Юрий Герман - Рассказы о Дзержинском
— Разрешите, товарищ Дзержинский, все рассказать?
— Пойдемте! — сказал Феликс Эдмундович.
Он зашагал к своему кабинету, а Быков опять потащил свой ящик. В приемной Петя толково и коротко рассказал Дзержинскому всю историю с досмотром вагона, идущего за границу, с телеграммой Диамантова и с жалобами иностранцев. И, роняя на пол стружки, вытащил из ящика первую попавшуюся картину.
— Что вы сами об этом думаете? — спросил Дзержинский.
— Думаю так, Феликс Эдмундович: если они художественной ценности не имеют, то для чего американцам о них хлопотать?.. Там, где художественная ценность, там и доллары и стерлинги, а где художественной ценности нет, там и долларов нет. Вот и предполагаю: хитрит мистер Фишер.
— Пожалуй, вы правы. Хитрит.
— И Диамантов ему помогает…
— Да-а… хитрят многие… — задумчиво сказал Дзержинский.

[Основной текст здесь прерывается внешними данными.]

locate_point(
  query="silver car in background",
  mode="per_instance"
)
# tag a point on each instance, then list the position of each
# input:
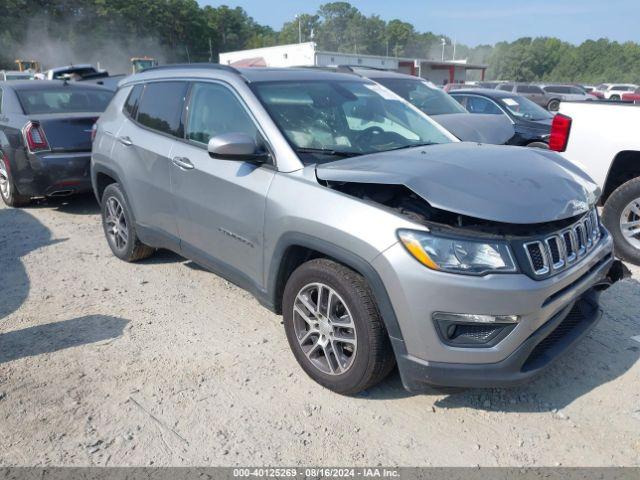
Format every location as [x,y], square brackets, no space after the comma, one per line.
[568,93]
[378,236]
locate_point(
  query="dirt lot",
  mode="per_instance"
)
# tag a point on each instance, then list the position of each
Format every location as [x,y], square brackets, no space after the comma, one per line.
[105,363]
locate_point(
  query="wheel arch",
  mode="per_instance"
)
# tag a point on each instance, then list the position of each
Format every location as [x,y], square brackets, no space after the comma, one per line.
[101,178]
[625,167]
[294,249]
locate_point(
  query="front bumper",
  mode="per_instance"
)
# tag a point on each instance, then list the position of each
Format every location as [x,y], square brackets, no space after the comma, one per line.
[536,353]
[55,174]
[417,292]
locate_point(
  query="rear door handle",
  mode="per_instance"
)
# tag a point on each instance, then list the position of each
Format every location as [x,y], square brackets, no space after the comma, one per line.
[183,163]
[126,141]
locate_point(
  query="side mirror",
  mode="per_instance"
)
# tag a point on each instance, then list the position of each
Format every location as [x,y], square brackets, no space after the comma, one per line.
[236,146]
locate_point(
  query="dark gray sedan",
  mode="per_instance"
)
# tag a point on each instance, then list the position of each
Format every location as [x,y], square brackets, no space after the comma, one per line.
[45,138]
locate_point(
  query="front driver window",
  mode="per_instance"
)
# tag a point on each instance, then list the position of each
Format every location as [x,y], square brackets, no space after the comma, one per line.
[214,110]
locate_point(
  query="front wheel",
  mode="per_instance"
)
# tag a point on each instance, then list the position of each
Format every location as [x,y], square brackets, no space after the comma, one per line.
[334,328]
[621,216]
[8,192]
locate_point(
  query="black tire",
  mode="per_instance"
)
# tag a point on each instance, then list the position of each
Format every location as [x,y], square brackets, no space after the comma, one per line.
[613,209]
[553,105]
[11,197]
[132,249]
[374,358]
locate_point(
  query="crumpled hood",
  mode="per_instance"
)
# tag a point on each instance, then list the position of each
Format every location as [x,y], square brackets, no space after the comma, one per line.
[498,183]
[480,127]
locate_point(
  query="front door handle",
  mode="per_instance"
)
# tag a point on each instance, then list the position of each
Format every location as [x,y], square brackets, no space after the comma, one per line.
[183,163]
[126,141]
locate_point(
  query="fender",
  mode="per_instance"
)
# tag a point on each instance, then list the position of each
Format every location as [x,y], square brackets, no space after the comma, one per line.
[100,168]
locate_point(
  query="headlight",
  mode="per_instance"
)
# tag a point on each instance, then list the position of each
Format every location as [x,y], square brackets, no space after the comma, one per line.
[472,257]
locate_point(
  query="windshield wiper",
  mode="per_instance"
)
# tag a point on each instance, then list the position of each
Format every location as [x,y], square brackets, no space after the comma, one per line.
[326,151]
[411,145]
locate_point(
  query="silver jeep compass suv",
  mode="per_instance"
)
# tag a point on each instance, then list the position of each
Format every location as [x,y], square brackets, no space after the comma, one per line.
[380,238]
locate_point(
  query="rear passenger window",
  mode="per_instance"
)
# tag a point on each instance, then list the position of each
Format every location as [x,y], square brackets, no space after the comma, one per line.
[214,110]
[160,107]
[131,106]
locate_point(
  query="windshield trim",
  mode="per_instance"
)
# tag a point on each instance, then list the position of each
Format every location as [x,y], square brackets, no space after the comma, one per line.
[253,86]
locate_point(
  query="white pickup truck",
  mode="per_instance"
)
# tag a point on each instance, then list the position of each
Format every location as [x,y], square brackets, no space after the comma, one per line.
[605,139]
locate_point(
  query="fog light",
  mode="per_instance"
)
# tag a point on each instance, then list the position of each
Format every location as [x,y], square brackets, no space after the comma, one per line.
[472,330]
[474,318]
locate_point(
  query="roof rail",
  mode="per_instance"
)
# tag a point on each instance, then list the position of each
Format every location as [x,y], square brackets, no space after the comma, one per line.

И, тонкими, сильными пальцами растянув полотно, подошел с ним к окну и склонился над картиной. Потом внимательно разглядел холст. И, подозвав Быкова, спросил:
— Вы ничего не замечаете?
— А что, Феликс Эдмундович?
— Сопоставьте манеру, в которой написана эта галиматья, и возраст холста. Ну-ка!
Быков сопоставил и ничего не понял. Какие-то зеленые палки, стакан от снаряда, серый дым и почему-то пирожное с кремом на круглой тарелочке. Словно кто-то нарочно с тупым и злым упрямством глумился над теми, кто будет смотреть на эту картину. А холст? Ну, холст как холст. Не новый, верно. Впрочем…
В это время в приемную вошел Вася Свешников. Он сразу узнал Быкова, но, увидев Дзержинского, картину, ящик, стружки на полу, почти не поздоровался с Петей, только стиснул его локоть и спросил шепотом:
— Что случилось?
Феликс Эдмундович повернулся к нему.
— Свешников, вы ведь по профессии художник?
— Был… немного…
— Вы учились в школе живописи и ваяния?
— Так точно. А потом в Академии…
— Ну и прекрасно, — неторопливо, думая о чем-то, сказал Дзержинский. — И отлично. Вот возьмитесь за это дело. Комиссар Быков вам все расскажет. А пока — немедленно надо отыскать реставратора. Отыщите?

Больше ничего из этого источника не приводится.